Edward, from Colchester, has spinal muscular atrophy (SMA), which means he lacks a protein vital for muscle development.
He was one of the first children in England to receive considering Zolgensma gene therapy, the one-off treatment will cost £1.79 million through the NHS in 2021.
Meghan's mother said Edward was her “pride and joy” and that he achieved milestones she never thought possible.
SubmittedAbout 65 children are born with SMA in England every year. It causes muscle weakness and affects movement and breathing, meaning most children do not survive beyond the age of two without intervention.
Meghan said Edward had transformed from a lethargic child into a cheeky, playful boy who was “full of life” and a “real character.”
He may have to use a wheelchair for the rest of his life, but she added: “It doesn't matter as long as he's happy. We are so proud of him.”
Submitted“Edward had a double hip replacement in October and is just getting back on his feet, but overall he is doing well.
“He’s learning to swim, he can swim on his own, which is very difficult for children with SMA because they don’t have natural buoyancy.
“This summer he jumped off a boat into the sea and rode a jet ski. He's a very sweet, sweet little guy.”
Edward has just started school, where he has made many friends, and “does everything a normal five-year-old boy does.”
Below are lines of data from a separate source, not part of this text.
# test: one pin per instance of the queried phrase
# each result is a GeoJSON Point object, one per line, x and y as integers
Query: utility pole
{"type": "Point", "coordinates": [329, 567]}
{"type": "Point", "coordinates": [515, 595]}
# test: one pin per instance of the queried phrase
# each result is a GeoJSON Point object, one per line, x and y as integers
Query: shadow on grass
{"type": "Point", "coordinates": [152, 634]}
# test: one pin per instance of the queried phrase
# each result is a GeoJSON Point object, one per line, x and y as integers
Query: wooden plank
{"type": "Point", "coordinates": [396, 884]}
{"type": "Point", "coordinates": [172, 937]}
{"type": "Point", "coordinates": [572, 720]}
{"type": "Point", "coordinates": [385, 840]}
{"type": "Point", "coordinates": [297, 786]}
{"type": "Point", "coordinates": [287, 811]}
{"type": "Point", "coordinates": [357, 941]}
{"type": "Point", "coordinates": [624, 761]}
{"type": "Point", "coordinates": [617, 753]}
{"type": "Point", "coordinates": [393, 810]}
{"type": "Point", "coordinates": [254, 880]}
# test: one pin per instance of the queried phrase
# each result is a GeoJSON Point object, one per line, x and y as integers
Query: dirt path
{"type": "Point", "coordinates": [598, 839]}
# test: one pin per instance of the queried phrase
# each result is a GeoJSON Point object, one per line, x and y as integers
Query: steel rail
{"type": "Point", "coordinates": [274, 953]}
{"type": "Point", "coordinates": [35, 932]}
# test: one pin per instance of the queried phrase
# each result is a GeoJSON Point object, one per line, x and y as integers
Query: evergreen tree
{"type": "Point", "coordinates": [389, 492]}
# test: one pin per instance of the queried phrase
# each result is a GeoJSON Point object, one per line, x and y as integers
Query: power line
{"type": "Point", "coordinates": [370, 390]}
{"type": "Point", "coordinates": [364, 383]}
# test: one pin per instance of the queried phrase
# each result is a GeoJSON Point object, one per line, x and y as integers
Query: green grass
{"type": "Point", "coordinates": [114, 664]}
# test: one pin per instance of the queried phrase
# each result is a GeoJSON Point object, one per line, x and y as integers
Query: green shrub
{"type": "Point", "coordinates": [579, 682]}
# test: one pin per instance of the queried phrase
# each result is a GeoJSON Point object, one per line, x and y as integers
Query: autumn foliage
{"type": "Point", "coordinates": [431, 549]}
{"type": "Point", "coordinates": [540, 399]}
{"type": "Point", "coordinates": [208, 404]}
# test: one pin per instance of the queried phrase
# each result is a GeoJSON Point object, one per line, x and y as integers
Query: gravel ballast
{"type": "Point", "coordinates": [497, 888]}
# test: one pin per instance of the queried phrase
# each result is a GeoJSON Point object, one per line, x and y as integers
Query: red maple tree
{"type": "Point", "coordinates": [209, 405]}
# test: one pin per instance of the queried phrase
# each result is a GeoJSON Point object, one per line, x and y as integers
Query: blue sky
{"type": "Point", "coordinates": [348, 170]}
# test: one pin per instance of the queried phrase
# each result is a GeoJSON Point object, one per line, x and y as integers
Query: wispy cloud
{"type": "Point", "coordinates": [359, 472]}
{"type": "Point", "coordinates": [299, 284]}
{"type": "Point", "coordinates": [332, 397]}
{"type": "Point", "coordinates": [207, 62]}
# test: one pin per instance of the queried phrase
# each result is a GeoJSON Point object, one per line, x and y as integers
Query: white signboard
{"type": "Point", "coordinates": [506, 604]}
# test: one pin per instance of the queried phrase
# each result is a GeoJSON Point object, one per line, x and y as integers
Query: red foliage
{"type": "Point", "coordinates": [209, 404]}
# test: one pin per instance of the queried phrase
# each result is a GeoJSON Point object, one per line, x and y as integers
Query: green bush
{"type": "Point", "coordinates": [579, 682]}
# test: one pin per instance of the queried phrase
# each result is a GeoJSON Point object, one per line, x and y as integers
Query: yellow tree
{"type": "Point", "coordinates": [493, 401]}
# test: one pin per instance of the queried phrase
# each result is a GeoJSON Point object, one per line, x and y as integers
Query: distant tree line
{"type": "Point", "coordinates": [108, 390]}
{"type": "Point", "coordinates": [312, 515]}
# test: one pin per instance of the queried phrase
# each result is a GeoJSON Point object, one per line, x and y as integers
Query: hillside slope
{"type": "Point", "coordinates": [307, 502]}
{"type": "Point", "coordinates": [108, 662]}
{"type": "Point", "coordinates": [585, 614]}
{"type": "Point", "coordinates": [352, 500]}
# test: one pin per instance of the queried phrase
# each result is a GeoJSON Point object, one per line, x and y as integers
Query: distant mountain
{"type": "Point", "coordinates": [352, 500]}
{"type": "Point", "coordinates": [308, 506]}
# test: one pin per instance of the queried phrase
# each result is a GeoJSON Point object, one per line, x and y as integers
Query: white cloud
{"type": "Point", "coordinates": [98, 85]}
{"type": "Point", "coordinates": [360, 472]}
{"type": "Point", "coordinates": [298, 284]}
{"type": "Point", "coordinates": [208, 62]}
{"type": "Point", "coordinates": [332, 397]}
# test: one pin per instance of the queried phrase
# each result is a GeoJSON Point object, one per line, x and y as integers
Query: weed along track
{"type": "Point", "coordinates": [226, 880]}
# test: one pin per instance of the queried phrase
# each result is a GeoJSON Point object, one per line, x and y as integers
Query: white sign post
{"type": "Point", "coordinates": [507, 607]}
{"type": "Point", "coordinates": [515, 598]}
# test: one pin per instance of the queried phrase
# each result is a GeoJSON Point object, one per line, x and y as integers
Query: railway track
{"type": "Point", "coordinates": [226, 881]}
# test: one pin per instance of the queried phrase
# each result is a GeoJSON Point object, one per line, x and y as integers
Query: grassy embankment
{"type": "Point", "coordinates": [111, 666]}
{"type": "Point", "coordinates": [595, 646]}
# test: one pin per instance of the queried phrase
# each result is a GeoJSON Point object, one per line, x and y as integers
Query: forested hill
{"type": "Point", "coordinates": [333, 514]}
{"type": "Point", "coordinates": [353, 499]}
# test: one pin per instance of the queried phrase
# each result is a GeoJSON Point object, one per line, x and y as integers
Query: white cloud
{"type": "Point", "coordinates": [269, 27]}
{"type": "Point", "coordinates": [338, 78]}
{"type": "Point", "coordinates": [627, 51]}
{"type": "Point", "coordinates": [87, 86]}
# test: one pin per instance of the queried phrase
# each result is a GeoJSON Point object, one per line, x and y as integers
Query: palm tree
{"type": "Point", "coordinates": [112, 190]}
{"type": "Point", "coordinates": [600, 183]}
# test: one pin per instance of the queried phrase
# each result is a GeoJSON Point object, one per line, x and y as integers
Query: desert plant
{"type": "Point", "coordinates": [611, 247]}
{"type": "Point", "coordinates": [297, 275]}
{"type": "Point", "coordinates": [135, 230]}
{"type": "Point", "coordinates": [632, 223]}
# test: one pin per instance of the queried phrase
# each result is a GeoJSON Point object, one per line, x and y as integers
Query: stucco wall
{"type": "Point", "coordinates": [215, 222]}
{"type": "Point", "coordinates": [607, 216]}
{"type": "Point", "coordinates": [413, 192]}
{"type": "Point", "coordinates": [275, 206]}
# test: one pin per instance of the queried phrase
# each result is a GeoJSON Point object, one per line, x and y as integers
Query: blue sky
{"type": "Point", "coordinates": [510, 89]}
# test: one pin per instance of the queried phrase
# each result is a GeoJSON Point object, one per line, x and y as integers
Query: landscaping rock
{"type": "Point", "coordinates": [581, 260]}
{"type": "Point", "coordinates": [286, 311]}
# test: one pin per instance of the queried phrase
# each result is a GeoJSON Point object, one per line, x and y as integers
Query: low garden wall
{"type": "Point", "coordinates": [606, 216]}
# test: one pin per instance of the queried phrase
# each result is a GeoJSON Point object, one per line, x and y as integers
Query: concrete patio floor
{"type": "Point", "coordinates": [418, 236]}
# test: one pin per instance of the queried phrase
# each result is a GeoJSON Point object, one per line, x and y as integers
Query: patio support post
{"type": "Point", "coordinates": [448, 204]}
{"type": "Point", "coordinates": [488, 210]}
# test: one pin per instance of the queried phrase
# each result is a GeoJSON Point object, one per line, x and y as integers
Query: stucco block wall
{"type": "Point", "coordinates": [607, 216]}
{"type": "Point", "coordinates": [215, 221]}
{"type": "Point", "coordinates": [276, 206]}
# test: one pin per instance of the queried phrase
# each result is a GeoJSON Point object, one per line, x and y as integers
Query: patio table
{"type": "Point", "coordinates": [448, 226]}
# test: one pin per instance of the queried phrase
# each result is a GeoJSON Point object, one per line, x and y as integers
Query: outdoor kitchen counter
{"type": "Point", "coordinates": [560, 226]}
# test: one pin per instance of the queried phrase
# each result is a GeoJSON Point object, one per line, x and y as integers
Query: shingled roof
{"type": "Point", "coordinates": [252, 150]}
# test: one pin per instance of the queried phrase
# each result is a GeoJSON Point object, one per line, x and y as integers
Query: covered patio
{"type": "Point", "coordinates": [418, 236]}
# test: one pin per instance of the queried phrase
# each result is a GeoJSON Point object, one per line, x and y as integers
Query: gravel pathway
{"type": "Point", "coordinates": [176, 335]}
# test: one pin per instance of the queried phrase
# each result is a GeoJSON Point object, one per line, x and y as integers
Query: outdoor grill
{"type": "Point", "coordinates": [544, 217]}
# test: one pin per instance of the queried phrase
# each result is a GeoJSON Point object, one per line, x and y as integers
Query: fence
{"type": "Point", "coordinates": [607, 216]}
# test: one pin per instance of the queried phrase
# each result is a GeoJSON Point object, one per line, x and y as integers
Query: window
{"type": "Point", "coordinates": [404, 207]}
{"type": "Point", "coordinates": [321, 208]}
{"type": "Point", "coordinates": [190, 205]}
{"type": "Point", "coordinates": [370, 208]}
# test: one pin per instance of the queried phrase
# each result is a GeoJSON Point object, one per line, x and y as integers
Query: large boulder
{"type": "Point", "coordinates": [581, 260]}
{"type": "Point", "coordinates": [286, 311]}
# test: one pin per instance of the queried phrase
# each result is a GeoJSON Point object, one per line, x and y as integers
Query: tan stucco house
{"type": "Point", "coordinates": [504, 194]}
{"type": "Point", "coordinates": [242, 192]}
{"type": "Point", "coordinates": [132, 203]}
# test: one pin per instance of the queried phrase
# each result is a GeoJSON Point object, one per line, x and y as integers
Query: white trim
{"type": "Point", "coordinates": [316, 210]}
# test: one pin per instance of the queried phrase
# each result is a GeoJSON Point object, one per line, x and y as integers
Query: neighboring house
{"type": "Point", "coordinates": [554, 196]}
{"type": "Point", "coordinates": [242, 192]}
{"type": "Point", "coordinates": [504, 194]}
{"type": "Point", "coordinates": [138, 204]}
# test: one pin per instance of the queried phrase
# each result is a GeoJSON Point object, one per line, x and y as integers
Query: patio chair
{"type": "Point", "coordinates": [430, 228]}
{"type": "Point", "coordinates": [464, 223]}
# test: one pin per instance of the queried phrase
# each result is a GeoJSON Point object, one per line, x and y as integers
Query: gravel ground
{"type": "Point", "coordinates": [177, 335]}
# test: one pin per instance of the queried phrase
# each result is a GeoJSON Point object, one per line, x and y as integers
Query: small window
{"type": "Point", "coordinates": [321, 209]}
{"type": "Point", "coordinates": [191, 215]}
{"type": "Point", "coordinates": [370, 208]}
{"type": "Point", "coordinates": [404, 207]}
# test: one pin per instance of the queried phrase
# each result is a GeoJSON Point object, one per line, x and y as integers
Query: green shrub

“We just didn't think it was possible. We didn’t know what quality of life he would have,” she said.
Various doctors and medical professionals visited him whenever he was in the hospital, even when they were not treating him, because they were amazed at his progress, she added.
“They want to see for themselves what gene therapy has done for him.”
The family has moved to London, so Edward can undergo physiotherapy up to five times a week.
Ms. Willis left her event management job to care for Edward full-time.
It wasn't certain he would receive the drug from the NHS, so she started a fundraising campaign and used the money to pay for specialist physiotherapy equipment and facilities, which she attributes to his success.
“We raised £170,000 in five years, but that money is almost gone. They were put to good use,” she said.
“It saved us as a family and we didn't have to worry about money. We are now fundraising again because all the progress he has made has been through private care.”
SubmittedZolgensma is believed to be the most expensive drug in the world, although England's National Health Service said it had negotiated an undisclosed discount from the list price of £1.79 million.
Edward, who was diagnosed at two months, was treated with a different drug called Spinraza, which involves regular spinal injections for life, rather than a one-time injection of Zolgensma.
Because it is a new drug, the long-term effects are unknown, but Megan said she believes this generation of children with SMA will be the first to reach adulthood.
SubmittedProfessor James Palmer, Medical Director for Specialized Commissioning at NHS England, said: “It is a great pleasure to see the remarkable benefits this innovative gene therapy has brought to Edward since he was treated four years ago.
“Edward is one of more than 150 children with SMA who have benefited from this one-time treatment, which has had a huge impact on their lives, and I am optimistic that many other conditions such as SMA will also become treatable in the coming years as medical advances continue.”